Searching file content with Umbraco Search

Umbraco lets you search PDF files using the UmbracoExamine.PDF package.

I figured it would be a fun project to build something similar for Umbraco Search. So that’s exactly what I did 🤓

…but with a twist

The UmbracoExamine.PDF package has its way of doing things. I wanted mine to do things a little differently.

Firstly, the file content should be indexed as part of the default media index, rather than into a dedicated index. This makes the file content immediately searchable from the backoffice, which might just help the editors find media items.

Secondly, the implementation should not be limited to PDF files. It should both support multiple file formats out of the box, and be fully extensible for others to add additional file formats.

No added dependencies 🚫

I also did not want to introduce additional dependencies, which rather limited the options out-of-the-box supported file formats. But okay, with an extension model, people can always roll their own 👍

In the end I settled on supporting:

PDF, powered by PdfPig (same as the UmbracoExamine.PDF package would bring in).
Markdown, powered by Markdig (already a dependency of Umbraco CMS).
Text, because it brings no extra dependency - and because it’s easy 😄

A brand-new NuGet package

The result? A NuGet package you can install and play around with 🚀

Of course, the package is free and open source. You’ll find the whole thing in the package repo on GitHub.

Adding your own file formats

As I mentioned, the package is fully extendable, so you can plug in your own handling for other file formats.

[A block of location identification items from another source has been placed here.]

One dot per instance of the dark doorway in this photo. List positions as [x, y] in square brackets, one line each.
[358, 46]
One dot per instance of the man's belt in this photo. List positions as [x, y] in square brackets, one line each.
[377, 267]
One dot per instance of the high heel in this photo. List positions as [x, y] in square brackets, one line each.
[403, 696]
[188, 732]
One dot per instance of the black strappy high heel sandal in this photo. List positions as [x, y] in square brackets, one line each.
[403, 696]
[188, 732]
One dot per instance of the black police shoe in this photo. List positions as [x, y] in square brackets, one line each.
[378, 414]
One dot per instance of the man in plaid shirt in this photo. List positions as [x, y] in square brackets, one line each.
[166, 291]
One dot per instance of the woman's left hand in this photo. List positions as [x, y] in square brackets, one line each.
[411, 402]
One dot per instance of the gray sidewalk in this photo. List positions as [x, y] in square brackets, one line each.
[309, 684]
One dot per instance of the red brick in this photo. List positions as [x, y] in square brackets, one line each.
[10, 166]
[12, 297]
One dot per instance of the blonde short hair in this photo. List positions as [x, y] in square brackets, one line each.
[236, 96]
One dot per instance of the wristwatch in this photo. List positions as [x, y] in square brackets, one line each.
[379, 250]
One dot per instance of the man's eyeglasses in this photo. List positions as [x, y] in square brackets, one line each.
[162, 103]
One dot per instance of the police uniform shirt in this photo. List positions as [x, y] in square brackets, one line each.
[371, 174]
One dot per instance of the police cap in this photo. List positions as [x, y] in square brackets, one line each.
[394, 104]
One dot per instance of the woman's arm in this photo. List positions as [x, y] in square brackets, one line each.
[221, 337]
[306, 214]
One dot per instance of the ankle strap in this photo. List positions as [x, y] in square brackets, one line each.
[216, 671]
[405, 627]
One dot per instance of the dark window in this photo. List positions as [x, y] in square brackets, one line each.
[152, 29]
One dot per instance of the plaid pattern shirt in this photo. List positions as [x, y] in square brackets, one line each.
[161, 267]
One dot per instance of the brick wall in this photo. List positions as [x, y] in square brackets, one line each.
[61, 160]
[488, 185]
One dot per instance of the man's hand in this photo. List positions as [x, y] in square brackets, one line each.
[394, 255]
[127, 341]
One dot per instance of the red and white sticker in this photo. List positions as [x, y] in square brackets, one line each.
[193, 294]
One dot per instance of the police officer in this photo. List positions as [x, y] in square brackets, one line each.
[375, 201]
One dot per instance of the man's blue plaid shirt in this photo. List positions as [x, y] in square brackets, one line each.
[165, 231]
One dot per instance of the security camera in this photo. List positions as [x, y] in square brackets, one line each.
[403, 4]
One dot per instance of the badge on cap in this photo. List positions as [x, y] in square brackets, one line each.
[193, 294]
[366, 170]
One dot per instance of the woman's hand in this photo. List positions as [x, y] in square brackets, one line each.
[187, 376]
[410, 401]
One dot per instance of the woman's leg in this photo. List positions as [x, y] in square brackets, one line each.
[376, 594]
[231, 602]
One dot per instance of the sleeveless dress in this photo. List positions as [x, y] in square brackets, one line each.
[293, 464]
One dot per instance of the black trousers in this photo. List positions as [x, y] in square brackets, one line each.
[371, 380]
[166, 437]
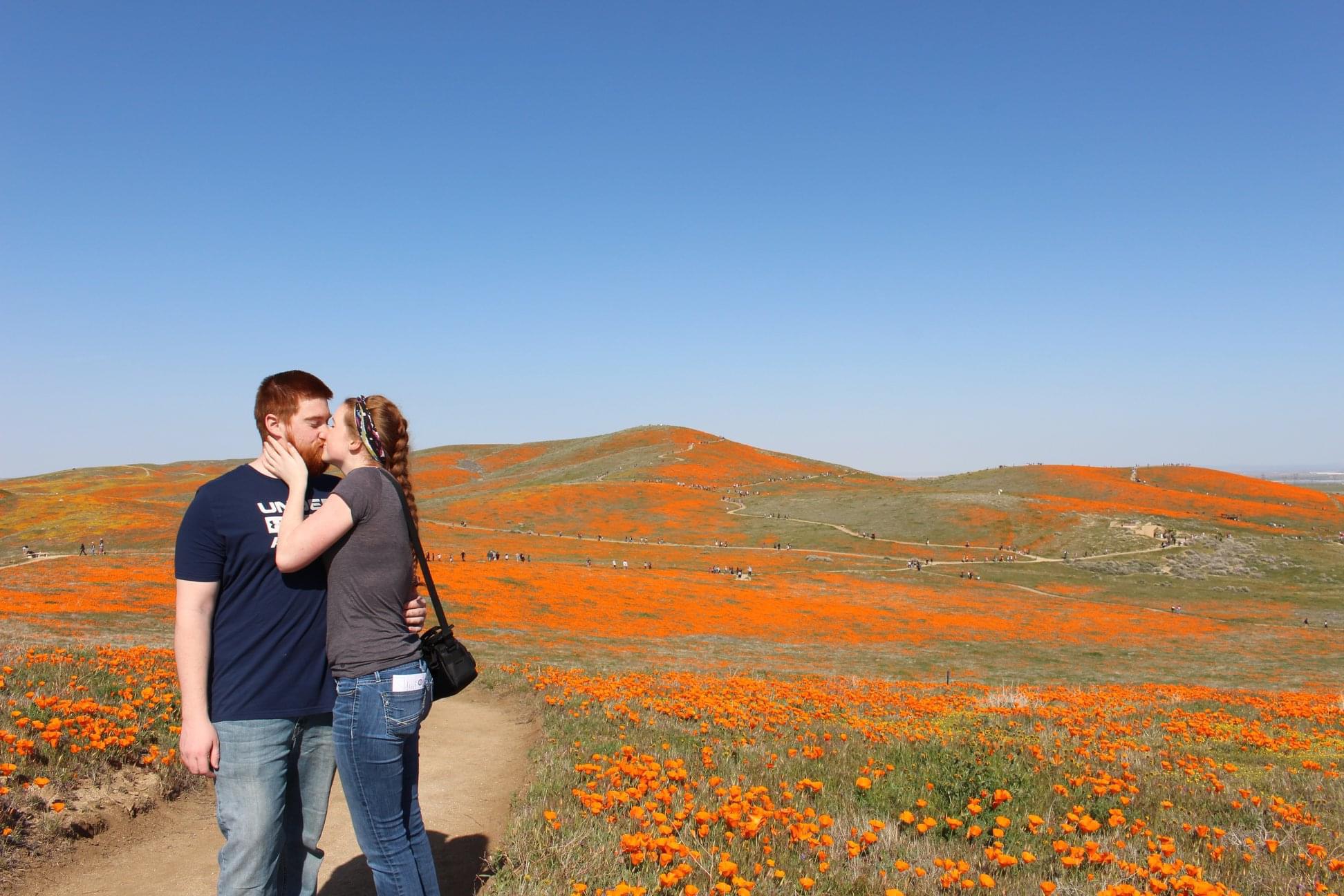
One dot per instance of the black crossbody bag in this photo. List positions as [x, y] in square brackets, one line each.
[451, 664]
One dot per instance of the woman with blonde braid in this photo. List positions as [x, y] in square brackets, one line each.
[384, 689]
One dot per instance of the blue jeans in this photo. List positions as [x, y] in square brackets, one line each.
[270, 800]
[375, 727]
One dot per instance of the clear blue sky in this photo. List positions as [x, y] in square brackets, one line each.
[908, 238]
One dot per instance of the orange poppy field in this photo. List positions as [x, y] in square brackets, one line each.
[769, 675]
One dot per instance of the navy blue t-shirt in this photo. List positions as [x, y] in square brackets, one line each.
[268, 657]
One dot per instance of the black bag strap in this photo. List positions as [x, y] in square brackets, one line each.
[420, 551]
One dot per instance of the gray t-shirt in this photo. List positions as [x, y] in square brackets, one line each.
[368, 581]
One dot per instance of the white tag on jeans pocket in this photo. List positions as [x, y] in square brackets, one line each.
[408, 683]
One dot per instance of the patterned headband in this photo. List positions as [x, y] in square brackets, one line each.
[367, 431]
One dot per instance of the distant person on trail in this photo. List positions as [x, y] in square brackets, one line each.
[257, 691]
[384, 691]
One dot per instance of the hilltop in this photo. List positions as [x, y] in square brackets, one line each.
[693, 487]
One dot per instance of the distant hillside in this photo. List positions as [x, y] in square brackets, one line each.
[693, 487]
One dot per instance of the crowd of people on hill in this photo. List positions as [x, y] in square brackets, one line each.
[85, 551]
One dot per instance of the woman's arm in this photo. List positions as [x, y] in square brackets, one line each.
[303, 541]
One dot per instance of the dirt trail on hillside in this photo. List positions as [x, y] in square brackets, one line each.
[474, 759]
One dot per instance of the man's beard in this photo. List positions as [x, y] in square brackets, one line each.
[312, 456]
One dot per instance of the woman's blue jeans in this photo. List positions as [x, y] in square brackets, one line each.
[375, 729]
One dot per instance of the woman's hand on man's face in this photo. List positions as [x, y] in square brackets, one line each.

Here’s an example of implementing .docx support using the DocSharp.DocX:

using DocSharp.Docx;
using Kjac.SearchExtension.MediaToText.FileIndexing;

namespace My.Site.FileValueHandlers;

public class DocxFileValueHandler : IFileValueHandler
{
    public bool CanHandle(string extension)
        => extension.InvariantEquals(".docx");

    public Task<string> GetFileContentsAsync(Stream stream)
    {
        var converter = new DocxToTxtConverter();
        var text = converter.ConvertToString(stream);
        return Task.FromResult(text);
    }
}

The implementation must be registered with a composer:

using Kjac.SearchExtension.MediaToText.FileIndexing;
using My.Site.FileValueHandlers;
using Umbraco.Cms.Core.Composing;

namespace My.Site.DependencyInjection;

public class DocxFileValueHandlerComposer : IComposer
{
    public void Compose(IUmbracoBuilder builder)
        => builder.Services.AddSingleton<IFileValueHandler, DocxFileValueHandler>();
}

And just like that, .docx can now be searched, alongside the built-in file formats:

Files! Files! Files?

Do we really need file content search anymore? Sure, it’s kinda nice for the backoffice search, but… is it worth the overhead?

Perhaps not. But we can 😝

If nothing else, this was a fun experiment, and a re-validation of the Umbraco Search extension model.

Happy file searching 💜